Our next stop was for dinner in Valdosta at this Longhorn Steakhouse at 6:52 PM with our departure at 8:15 PM.  This startup data point was the last one for the trip as the coaxial cable at the input to the GPS finally lost contact with the GPS antenna.  

We got the last fuel for the trip at the same Murphy Oil station we used going north when we started our trip. 

The distance from the gas station in Valdosta to home in Kissimmee, Florida is 228 miles.  It was dark when we got off I-75 and on the Florida Turnpike.

Since my GPS was out of service, I looked at Linda's Sunpass toll road account and found we got off the Florida Turnpike at 11:34 PM.  We got home just after 11:38 PM just a few miles south on US 441 from this Turnpike exit for Kissimmee and Saint Cloud.  It felt really good to be home and not in a motel on this night.

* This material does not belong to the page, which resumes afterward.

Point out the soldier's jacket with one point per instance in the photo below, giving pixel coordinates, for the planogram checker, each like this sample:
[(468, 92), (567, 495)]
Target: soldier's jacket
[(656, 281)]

April 19, 2020:  I have been working to create these 40 web pages about our July 2019 vacation for quite a while.  Today, I finished the last changes to this page with this entry.  I just revisited my Delorme Street Atlas version 9 map of the entire trip from beginning to end.  I have accounted for the detours and the gaps in GPS coverage due to my coaxial cable damage on the right-angle BNC connector from the GPS antenna.  I also added in the route from the dinner I had with Wendell and his wife from the restaurant near Chickamauga on Georgia route 2 over to my old condo in East Ridge, Tennessee.  I forgot to turn on the GPS when leaving the restaurant.  The total trip mileage now stands at 3,985.1 miles traveled from July 19 to July 28, 2019.